The onshore renminbi, which trades 2 per cent in either direction of a daily midpoint set by the Chinese central bank, weakened 0.6 per cent to Rmb6.9374 against the dollar, its weakest level since November. 

The offshore renminbi, which trades more freely and had already dropped 0.7 per cent in the previous session, fell a further 0.1 per cent to Rmb6.9590.

The losses, which came as Chinese equities fell, arrived as Mr Trump announced plans to slap a 10 per cent tariff on an additional $300bn worth of exports from the world’s second largest economy in the latest twist in the long-running trade dispute between the two countries. 

Analysts said that the lack of progress on trade would weigh on the renminbi, with speculation turning to whether it could break through the psychological 7 mark against the dollar in the near future.

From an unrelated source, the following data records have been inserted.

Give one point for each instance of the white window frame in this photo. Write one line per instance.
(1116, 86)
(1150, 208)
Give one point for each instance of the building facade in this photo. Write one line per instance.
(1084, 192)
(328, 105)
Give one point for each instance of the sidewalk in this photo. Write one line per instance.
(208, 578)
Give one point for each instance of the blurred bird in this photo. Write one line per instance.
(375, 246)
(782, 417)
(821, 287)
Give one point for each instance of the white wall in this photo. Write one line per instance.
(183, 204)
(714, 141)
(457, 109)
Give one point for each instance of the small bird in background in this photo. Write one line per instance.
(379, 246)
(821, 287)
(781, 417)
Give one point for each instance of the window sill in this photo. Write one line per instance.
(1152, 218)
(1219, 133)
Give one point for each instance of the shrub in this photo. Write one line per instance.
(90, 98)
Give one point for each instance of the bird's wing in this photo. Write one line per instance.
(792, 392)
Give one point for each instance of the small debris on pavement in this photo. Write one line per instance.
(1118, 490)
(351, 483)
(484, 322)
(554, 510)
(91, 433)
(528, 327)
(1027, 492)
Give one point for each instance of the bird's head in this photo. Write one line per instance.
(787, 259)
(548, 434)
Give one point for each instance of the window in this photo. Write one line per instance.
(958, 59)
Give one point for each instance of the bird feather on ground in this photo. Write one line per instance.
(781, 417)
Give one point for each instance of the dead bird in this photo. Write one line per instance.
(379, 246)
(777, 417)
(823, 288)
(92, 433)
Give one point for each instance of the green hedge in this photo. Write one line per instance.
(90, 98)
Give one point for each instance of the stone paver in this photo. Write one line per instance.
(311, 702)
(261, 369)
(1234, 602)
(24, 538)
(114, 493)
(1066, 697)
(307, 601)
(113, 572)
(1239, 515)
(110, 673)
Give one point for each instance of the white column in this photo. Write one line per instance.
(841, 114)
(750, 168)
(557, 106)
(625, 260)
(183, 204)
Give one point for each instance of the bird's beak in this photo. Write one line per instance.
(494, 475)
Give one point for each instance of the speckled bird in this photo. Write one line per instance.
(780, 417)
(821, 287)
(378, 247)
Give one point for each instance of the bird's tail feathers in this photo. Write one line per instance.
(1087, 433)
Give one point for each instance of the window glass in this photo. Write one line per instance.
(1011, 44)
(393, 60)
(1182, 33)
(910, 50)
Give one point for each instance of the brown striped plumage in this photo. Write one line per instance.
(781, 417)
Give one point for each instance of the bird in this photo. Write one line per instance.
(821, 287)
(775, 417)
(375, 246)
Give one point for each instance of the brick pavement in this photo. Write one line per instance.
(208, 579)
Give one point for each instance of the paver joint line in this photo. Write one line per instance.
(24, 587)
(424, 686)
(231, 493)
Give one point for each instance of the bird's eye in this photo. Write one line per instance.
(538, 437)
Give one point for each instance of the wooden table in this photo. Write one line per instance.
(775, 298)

That would also breach a widely recognised level that the central bank has staunchly defended during periods of weakness last year and in 2016. 

“[The] renminbi is again under pressure to weaken against the backdrop of risk-off sentiment, and [the] dollar-renminbi [exchange rate] is probably testing the 7.00 handle today or in the coming days,” said Hao Zhou, senior economist at Commerzbank. He said the new tariffs were “ like a slap on China’s face as Chinese local media expressed positive tones after the Shanghai talks” on trade earlier this week.

“The deteriorating China growth outlook amid the full-blown trade war [suggests] that the Chinese government would be tempted to allow further renminbi depreciation to support the growth,” said Ken Cheung, Asian foreign exchange strategist at Mizuho. But rather than allowing the renminbi to move above the seven level immediately, “the People’s Bank of China might use the [daily rate fixing] to guide a more gradual renminbi depreciation towards [the] seven handle”, Mr Cheung added.